O debate, promovido pela Câmara de Controle Externo da Atividade Policial e Sistema Prisional do Ministério Público Federal (7CCR/MPF), contou com a exibição do documentário “Auto de Resistência” e um diálogo sobre o filme com a presença das duas mães, da diretora do documentário, Natasha Neri, e da subprocuradora-geral da República Ela Wiecko, coordenadora do Comitê Gestor de Gênero e Raça do MPF. A atividade integrou a programação do mês da mulher na PGR.

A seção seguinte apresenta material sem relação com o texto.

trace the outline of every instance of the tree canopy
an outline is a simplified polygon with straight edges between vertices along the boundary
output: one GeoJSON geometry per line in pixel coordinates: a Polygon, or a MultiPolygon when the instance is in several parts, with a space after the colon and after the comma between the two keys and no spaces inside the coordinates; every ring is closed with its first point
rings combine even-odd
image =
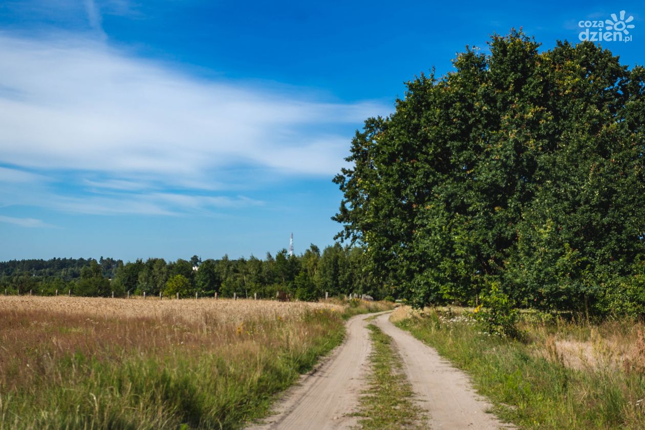
{"type": "Polygon", "coordinates": [[[515,30],[488,46],[357,132],[337,237],[418,306],[499,282],[517,306],[642,313],[645,70],[515,30]]]}

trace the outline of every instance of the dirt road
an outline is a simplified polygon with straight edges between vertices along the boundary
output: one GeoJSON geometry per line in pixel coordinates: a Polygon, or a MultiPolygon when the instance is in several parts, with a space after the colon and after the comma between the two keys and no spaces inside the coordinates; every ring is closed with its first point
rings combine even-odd
{"type": "MultiPolygon", "coordinates": [[[[419,406],[429,413],[433,430],[493,430],[512,428],[486,413],[490,405],[479,398],[468,378],[432,348],[388,320],[375,322],[393,339],[419,406]]],[[[248,430],[339,430],[357,428],[359,398],[364,389],[371,351],[366,326],[369,315],[347,322],[347,338],[332,355],[279,402],[277,414],[248,430]]]]}
{"type": "Polygon", "coordinates": [[[512,427],[486,413],[491,405],[477,395],[468,377],[437,351],[407,331],[395,326],[389,315],[376,318],[376,325],[392,338],[403,360],[403,369],[418,396],[419,406],[430,416],[435,430],[494,430],[512,427]]]}
{"type": "Polygon", "coordinates": [[[355,426],[358,418],[349,415],[358,409],[372,351],[366,328],[369,323],[364,320],[368,317],[350,318],[342,345],[289,390],[279,402],[276,415],[249,430],[337,430],[355,426]]]}

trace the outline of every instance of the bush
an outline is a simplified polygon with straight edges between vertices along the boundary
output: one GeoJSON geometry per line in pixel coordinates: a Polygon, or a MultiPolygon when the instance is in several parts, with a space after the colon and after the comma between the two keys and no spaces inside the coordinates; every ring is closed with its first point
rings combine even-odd
{"type": "Polygon", "coordinates": [[[490,291],[480,296],[481,304],[473,311],[482,329],[491,335],[517,337],[517,310],[511,300],[500,289],[499,282],[491,284],[490,291]]]}

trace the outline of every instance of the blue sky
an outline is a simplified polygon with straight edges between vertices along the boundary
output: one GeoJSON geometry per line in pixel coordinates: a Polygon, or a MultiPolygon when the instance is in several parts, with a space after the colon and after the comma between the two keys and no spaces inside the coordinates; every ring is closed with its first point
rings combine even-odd
{"type": "Polygon", "coordinates": [[[333,242],[332,178],[404,81],[523,27],[545,48],[642,2],[0,3],[0,260],[263,257],[333,242]]]}

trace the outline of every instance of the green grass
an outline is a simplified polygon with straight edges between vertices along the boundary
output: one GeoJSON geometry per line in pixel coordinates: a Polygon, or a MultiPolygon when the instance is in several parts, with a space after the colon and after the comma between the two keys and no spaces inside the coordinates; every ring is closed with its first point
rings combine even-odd
{"type": "Polygon", "coordinates": [[[410,382],[401,370],[401,357],[392,338],[374,324],[368,326],[373,351],[369,388],[361,398],[360,420],[366,430],[427,428],[422,411],[413,400],[410,382]]]}
{"type": "MultiPolygon", "coordinates": [[[[261,312],[259,302],[239,304],[256,305],[261,312]]],[[[293,314],[290,306],[241,322],[186,320],[179,311],[5,312],[0,430],[242,428],[342,342],[345,319],[381,310],[357,303],[293,314]]]]}
{"type": "Polygon", "coordinates": [[[524,326],[524,342],[481,334],[464,318],[436,311],[397,325],[465,370],[479,393],[495,404],[494,412],[521,428],[645,429],[642,373],[611,366],[573,368],[544,342],[559,331],[582,330],[575,324],[524,326]]]}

Na avaliação do coordenador da 7ª Câmara, subprocurador-geral da República Domingos Sávio, o Ministério Público Federal deve, cada vez mais, ouvir e dar visibilidade às mulheres e à luta contra a violência policial. “Para avançar, precisamos estreitar a relação com os movimentos sociais. São eles que lutam de forma concreta em prol dos direitos humanos”, afirmou. Já a procuradora Sandra Cureau, mediadora do debate, lembrou que a defesa dos direitos humanos está diretamente ligada ao controle externo da atividade policial. “Precisamos impedir as diárias violações e garantir os direitos fundamentais a toda população”, resumiu.
Cine-debate – O filme de Natasha Neri retrata homicídios praticados pela polícia contra civis, no Rio de Janeiro, em casos relatados oficialmente como “autos de resistência”. No debate sobre o documentário, Natasha criticou a banalização dessa prática. Para ela, essa justificativa que os policiais têm para atirar é uma cortina de fumaça que esconde o genocídio contra a população negra e periférica brasileira.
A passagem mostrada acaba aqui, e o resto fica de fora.